What went on behind the scenes of the show is particularly interesting. After the show was developed, primarily around Cho’s stand-up comedy routine for which she had become quite well-known by then, the producers decided that she needed to lose weight for the role and deemed her as not fitting the stereotypical appearance of an Asian girl (who most imagine as being skinny with long, dark, straight hair; which is what the producers wanted). Cho reports that she went through a period of intense personal strife because of the pressure that was put on her. Things were only made worse with the makers of the show replacing all the Asian actors with Caucasian ones, thereby unsettling her character’s place in the sitcom even further. The fact that only a small minority of the show’s producers were Asian American contributed to the fact of it being culturally incorrect. As Xin Jung quotes the Japanese American director Kayo Hatta in his book ‘Asian America Through the Lens: History, Representations, and Identities’:
“I feel it is really important that Asian Americans get more into the producing, controlling the means by which films are made and distributed. That’s where the artistic control comes in. If you don’t have the means to make the film, you can’t control the content. On the financial and the distribution end, film-making is going to be white, with Asian Americans being more in the background.” (Xing, 35)

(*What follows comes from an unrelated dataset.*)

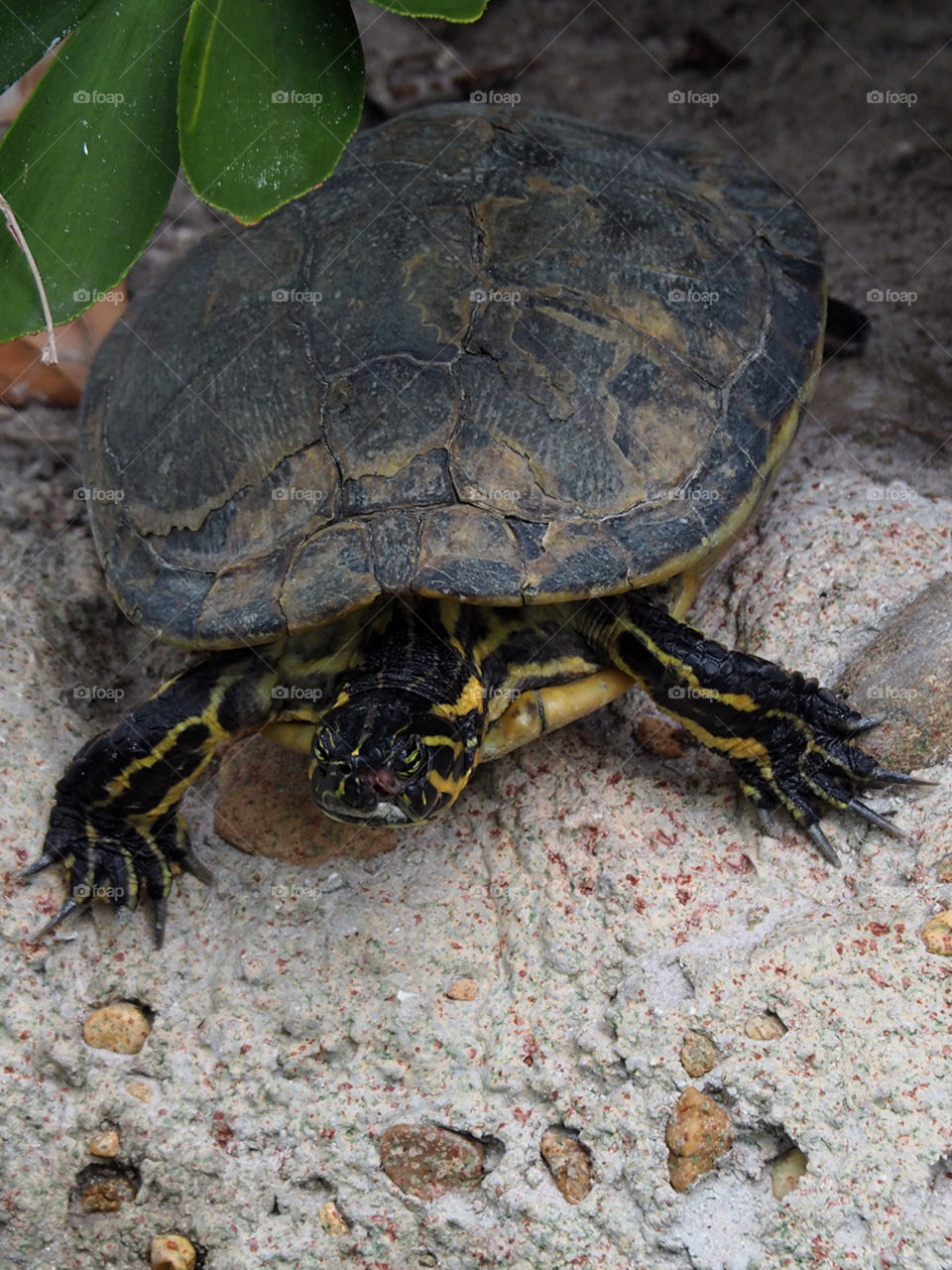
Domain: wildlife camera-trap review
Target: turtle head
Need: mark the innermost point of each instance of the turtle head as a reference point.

I have discussed this issue, albeit in the context of gender representation behind the camera in another post on this blog. The sitcom is strewn with cultural stereotypes, maybe too many to mention. The most offensive might be the attempt of the mostly non-Korean cast to speak in a ‘Korean accent’, and failing miserably to do so. The show most drew flak for its flawed representation of the Asian community and its subsequent mishandling of the storyline. This is an interesting benchmark for me to do a comparative analysis and with my other few analysis posts, I believe I should be able to come up with a strong conclusion to my research on this topic.